1. House of Usher (Color/1960)
the-fall-of-the-house-of-usher-poster (1)
Shot in a mere 15 days on a relatively low budget, House of Usher is the finest example of director Roger Corman’s genius. Roderick, the last male of the Usher family, is determined to see the family line end, as he believes it is cursed. A sickly sweet macabre, this movie, based on the short story ‘Fall of the House of Usher’ by Edgar Allen Poe, is one of the best examples of American gothic horror. The line between the supernatural and the insane is blurred so that you never truly know whether the Ushers are insane or just cursed, as they believe.
2. Phenomena (Color/1985)
Phenomena, directed by Dario Argento, the Sergio Leone of Italian Giallo horror, has a style like no other horror movie. Whether this is a good thing or not I will leave for you to decide. The plot, though decent, has the potential to be so much better that it brings tears to my bloodshot-horror-movie-watching eyes. Jennifer Corvino, the daughter of a movie star, is sent to a girl’s boarding school in Switzerland.

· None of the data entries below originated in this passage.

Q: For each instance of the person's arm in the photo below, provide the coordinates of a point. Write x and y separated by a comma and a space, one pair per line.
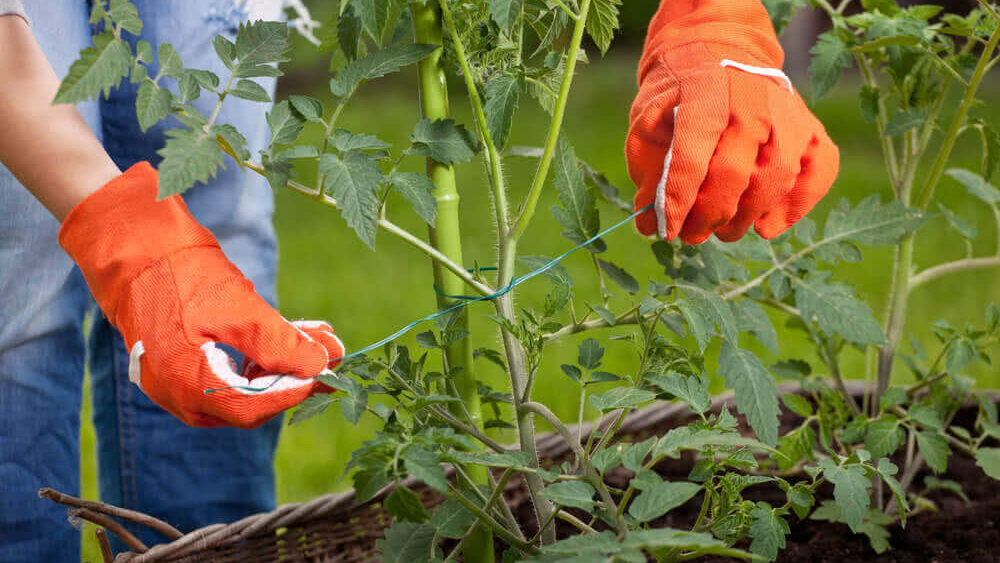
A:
158, 275
49, 148
719, 140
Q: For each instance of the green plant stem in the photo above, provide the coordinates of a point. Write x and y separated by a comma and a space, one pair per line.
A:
881, 118
903, 259
629, 317
557, 118
446, 236
957, 266
590, 471
218, 104
937, 169
494, 160
497, 528
393, 229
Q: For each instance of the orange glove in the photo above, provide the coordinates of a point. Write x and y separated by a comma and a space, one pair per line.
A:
162, 280
718, 138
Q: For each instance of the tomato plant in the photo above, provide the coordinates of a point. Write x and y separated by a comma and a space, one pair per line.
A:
508, 53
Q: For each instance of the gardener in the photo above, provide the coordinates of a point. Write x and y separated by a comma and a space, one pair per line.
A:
746, 152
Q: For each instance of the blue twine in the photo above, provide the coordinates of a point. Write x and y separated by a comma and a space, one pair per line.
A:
464, 300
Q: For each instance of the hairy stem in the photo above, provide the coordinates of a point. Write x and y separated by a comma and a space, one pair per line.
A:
937, 169
590, 471
957, 266
494, 161
446, 236
557, 118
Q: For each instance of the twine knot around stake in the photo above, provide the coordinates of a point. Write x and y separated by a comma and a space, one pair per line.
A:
463, 301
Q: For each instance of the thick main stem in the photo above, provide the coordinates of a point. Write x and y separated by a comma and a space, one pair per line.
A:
446, 237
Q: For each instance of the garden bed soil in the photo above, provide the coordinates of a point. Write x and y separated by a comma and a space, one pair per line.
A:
334, 528
952, 531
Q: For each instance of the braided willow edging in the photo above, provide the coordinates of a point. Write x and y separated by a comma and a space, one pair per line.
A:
333, 527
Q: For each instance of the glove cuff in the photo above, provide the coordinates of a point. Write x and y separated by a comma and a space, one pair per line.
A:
739, 30
121, 229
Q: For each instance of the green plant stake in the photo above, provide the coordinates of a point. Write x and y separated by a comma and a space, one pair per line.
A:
446, 236
510, 53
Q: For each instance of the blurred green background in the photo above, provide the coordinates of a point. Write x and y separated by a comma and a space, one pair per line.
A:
327, 273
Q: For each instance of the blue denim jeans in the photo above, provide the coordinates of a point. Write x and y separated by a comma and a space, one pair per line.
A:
147, 460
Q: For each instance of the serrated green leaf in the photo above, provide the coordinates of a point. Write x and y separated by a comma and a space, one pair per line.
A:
884, 437
660, 499
991, 150
797, 404
781, 12
905, 120
512, 459
634, 456
451, 519
416, 188
250, 90
836, 310
578, 213
989, 460
795, 446
602, 21
756, 394
871, 223
343, 140
261, 42
226, 50
688, 388
189, 157
713, 308
576, 494
505, 12
589, 354
927, 416
378, 64
618, 275
685, 438
232, 142
935, 450
502, 94
354, 181
98, 69
406, 542
961, 353
125, 14
284, 124
606, 315
311, 407
425, 465
308, 107
621, 398
374, 15
850, 491
868, 101
404, 505
152, 104
768, 531
830, 58
887, 471
443, 140
960, 225
751, 317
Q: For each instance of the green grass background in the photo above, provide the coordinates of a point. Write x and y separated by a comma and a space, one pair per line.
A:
327, 273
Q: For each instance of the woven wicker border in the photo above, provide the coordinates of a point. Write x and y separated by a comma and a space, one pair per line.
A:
336, 528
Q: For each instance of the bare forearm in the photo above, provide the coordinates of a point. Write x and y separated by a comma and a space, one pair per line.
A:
49, 148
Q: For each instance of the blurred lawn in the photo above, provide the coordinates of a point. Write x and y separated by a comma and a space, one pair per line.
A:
327, 273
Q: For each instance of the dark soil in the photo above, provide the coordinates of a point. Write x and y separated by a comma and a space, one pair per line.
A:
951, 531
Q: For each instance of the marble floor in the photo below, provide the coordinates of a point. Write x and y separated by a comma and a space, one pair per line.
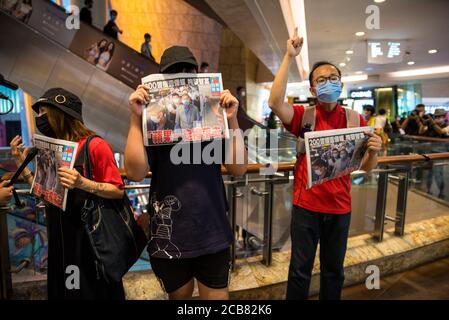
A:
427, 282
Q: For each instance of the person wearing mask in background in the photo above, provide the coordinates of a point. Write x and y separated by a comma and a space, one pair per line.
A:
382, 126
60, 116
111, 28
204, 68
436, 127
414, 122
5, 193
369, 115
271, 122
145, 48
85, 13
105, 57
188, 200
322, 213
186, 114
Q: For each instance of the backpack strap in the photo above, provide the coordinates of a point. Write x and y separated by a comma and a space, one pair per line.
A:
307, 124
352, 118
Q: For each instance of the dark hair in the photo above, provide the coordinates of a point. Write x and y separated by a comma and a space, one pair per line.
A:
319, 64
181, 67
65, 126
113, 48
370, 108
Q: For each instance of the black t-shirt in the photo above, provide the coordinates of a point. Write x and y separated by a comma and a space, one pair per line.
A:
187, 206
412, 128
86, 15
110, 29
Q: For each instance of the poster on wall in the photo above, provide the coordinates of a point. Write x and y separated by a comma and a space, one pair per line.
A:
183, 107
111, 56
332, 154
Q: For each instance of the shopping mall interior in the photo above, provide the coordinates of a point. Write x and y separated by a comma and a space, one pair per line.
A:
393, 57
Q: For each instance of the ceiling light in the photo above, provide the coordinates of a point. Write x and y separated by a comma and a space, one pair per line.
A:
420, 72
362, 77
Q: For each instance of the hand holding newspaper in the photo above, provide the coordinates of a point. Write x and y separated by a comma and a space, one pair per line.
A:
183, 108
332, 154
52, 154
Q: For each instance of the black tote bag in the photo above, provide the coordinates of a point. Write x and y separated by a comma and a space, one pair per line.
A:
116, 239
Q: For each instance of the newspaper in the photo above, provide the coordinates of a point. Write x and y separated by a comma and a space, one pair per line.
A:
52, 154
332, 154
183, 107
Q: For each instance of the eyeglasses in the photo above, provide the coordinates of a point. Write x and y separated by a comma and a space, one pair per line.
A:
332, 79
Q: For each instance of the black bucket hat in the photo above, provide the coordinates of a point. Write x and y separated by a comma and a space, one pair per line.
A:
175, 55
62, 99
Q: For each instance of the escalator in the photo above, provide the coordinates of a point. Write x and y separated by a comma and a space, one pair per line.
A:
40, 52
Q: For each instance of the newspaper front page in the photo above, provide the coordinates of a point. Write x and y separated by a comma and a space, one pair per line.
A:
332, 154
183, 107
52, 154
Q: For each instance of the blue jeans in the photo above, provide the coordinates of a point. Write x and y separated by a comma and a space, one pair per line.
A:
307, 229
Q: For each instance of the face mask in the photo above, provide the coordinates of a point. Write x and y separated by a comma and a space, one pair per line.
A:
439, 120
329, 92
44, 127
155, 119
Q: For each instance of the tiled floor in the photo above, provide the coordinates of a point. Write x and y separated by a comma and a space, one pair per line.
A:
428, 282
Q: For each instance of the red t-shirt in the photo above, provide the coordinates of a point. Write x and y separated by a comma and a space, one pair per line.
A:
333, 196
104, 167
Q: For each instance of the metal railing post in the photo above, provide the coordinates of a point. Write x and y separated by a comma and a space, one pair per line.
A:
268, 224
401, 207
5, 274
379, 223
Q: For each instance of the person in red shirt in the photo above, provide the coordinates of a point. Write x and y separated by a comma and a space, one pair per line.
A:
60, 117
322, 213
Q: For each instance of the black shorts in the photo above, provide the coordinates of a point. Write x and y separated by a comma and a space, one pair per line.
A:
212, 270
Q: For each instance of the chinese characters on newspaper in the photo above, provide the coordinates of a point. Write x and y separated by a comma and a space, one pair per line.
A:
183, 108
332, 154
52, 154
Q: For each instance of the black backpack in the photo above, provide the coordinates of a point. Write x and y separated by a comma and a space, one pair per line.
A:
117, 240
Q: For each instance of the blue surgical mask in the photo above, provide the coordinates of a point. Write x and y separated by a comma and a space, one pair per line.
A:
329, 92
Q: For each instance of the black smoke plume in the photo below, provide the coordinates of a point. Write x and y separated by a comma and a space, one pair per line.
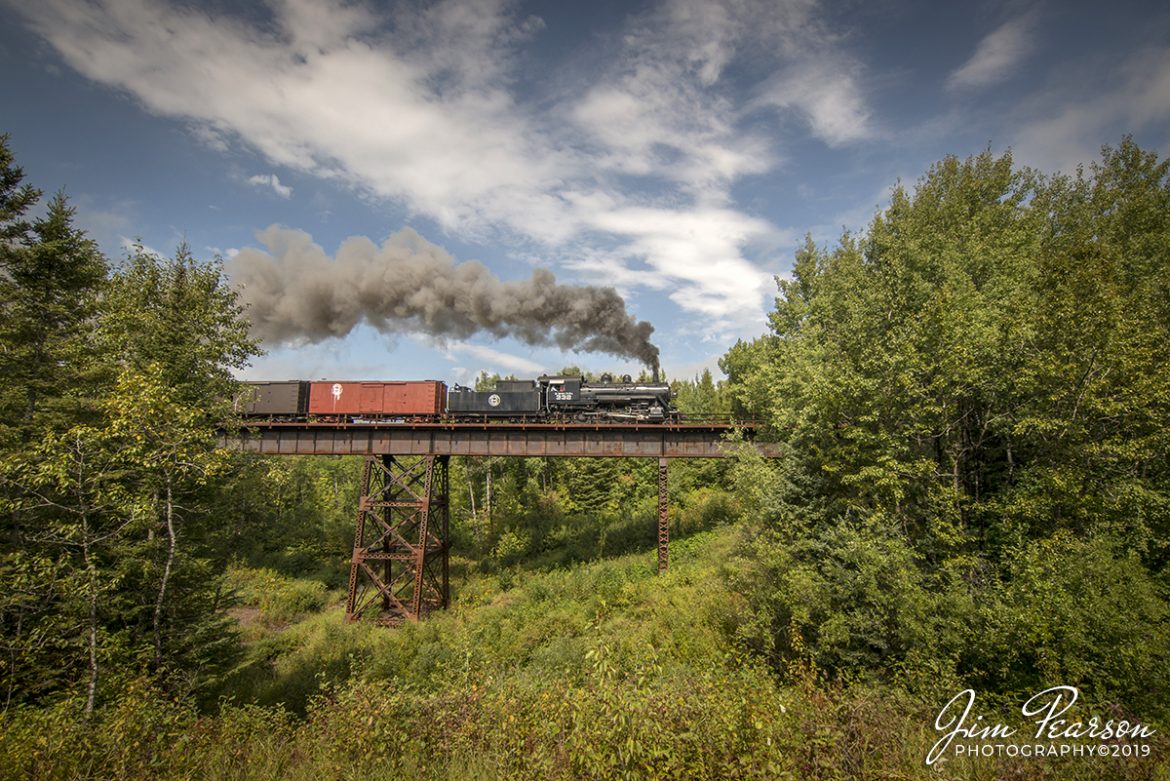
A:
295, 291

She has an unusual ability – a psychic link with insects. With the help of a wheelchair-bound scientist, she uses her gift to stop a serial killer from butchering young women. If you’re looking for originality and a creative cinematic style, this movie is for you.
3. The Brides of Dracula (Color/1960)
Very few horror movies can surpass the sheer awesomeness that is The Brides of Dracula. It is arguably the best of the Hammer House of Horror’s Dracula film serial, and should not be dismissed for its cliché name. The film pits the ever-resolute Van Helsing against the preeminent disciple of Dracula, Baron Meinster. Marianne, a beautiful young schoolteacher, is caught against her will in the last great battle between vampire and vampire slayer. This classic movie stands the test of time, but for the heartless among you who discredit films merely for their age, you’ll at least be sure it’s better than the Twilight saga.
4. The Revenge of Frankenstein (Color/1958)
The Revenge of Frankenstein is another fantastic film from Hammer House of Horror. Hammer was the British equivalent of Universal Studios when it came to horror, making their own versions of movies like Dracula, Frankenstein, and The Mummy. The Revenge of Frankenstein is one of the best Frankenstein films. It is wrought with powerful emotion like few other horror films of its time. Baron Frankenstein is desperate to avenge the destruction of his life’s work. Standing in his way is Karl, the tragic cripple who only wants to live a normal life. I have seen it twice. You should see it thrice.
5. The Changeling (Color/1980)      
The Changeling is a good example of what a haunted house movie should be like. John Russell is a pianist and composer who recently lost his wife and daughter to a car accident. In his attempt to rebuild his life, John seeks isolation in an old Victorian mansion, which happens to be haunted by the spirit of a murdered child. By today’s standards, this film is perhaps tame, as it contains no dismemberment of humans. I am an ardent dis-liker of horror films that are essentially Saw clones. This film was the original, quintessential haunted house movie and gives you fear, not disgust, and that’s refreshing. Like the trailer says, many movies can scare you, but few can really terrify you.